The colonial pipeline paid the robber about 75 bitcoins (about $ 5 million) to recover the stolen data, according to people who were briefed on the deal.
Payments were made last week after a cybercriminal ransomware disrupted the colonial pipeline’s business network. Ransomware is a type of malware that encrypts data until the victim pays, threatening to publish it online. The colonial pipeline shut down pipeline operations preemptively because it prevented ransomware from spreading and there was no way to bill customers offline for business and accounting networks.
The closure of the company’s 5,500-mile pipeline, which supplies nearly half of its gas, diesel and jet fuel to the east coast, has created a chain of crisis leading to an emergency meeting at the White House, soaring gas prices and hoarding. Forced gas pumps, and some airlines to stop fuel on long-haul flights.
The ransom payment was first reported by Bloomberg. A colonial spokeswoman refused to confirm or deny that the company paid the ransom.
President Biden also refused to answer at a press conference Thursday about whether the colonial pipeline paid the robbers. He did not rule out the possibility that the administration would target cybercriminals, ransomware costumes called Dark Side, in retaliation attacks.

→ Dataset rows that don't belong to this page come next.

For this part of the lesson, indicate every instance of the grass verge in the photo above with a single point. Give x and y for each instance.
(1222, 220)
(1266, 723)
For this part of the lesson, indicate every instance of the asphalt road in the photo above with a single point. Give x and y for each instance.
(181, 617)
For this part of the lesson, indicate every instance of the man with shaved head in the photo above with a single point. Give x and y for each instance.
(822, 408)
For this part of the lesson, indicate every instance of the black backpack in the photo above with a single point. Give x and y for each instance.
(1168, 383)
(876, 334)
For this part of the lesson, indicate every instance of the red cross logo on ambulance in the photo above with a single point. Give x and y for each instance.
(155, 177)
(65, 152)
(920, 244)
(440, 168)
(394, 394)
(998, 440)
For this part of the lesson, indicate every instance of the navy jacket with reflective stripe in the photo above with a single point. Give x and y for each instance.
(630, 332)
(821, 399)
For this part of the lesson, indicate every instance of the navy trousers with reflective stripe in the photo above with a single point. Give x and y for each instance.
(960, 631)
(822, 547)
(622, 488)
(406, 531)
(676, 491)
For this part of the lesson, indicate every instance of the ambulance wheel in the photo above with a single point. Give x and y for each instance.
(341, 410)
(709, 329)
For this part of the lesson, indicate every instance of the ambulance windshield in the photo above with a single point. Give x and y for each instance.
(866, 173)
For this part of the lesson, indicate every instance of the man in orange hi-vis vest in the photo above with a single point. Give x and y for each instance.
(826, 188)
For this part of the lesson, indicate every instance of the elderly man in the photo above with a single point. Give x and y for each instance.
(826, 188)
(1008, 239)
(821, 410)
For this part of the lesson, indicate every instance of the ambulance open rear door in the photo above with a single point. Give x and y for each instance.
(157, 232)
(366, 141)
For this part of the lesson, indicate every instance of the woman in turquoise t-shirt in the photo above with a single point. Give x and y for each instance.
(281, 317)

He said the United States would pursue “measures to disrupt their ability to operate.”
“It is the FBI’s recommendation not to pay the ransom in these cases,” White House spokeswoman Jen Psaki said in another briefing. It can motivate cybercriminals to make more attacks. “A private sector entity or company will make its own decisions,” she added.
It took a few days for the colonial to bring the pipeline back online. Authorities said the process would take some time. Mr Biden advised Americans not to buy up gas and warned gas companies to refrain from cutting prices.
“It’s not like flicking a lamp switch,” he said, saying the colonial pipeline had never been closed.
Colonial does not share much detail about the incident or why the pipeline needed to be shut down. The pipeline is isolated from business operations by other operators for safety reasons. Cyber security experts say the attacks and their consequences indicate a lack of cyber resilience and planning.
Cyber security journalist Kim Zetter first reported that Colonial shut down the pipeline, partly because the billing system went offline and there was no way to charge customers.
Many organizations across the United States, including police stations, have opted to pay ransomware robbers rather than suffering loss of critical data or paying the cost of rebuilding computer systems from scratch. did.
In another ransomware attack on the Washington, DC Metropolitan Police Department, hackers said the price the police offered to pay was “too small,” dumping 250 gigabytes of data online, including a database that tracks gang members and social media. Did. Save request.
“This is an indicator of why we should pay,” a cybercriminal called Babuk said in an online post. “The police also wanted to pay us, but we found that the amount was too small. Look at this wall of shame,” they write. Just pay us! “
The Colonial Pipeline paid hackers 75 Bitcoins (about $ 5 million).
Source link The Colonial Pipeline paid hackers 75 Bitcoins (about $ 5 million).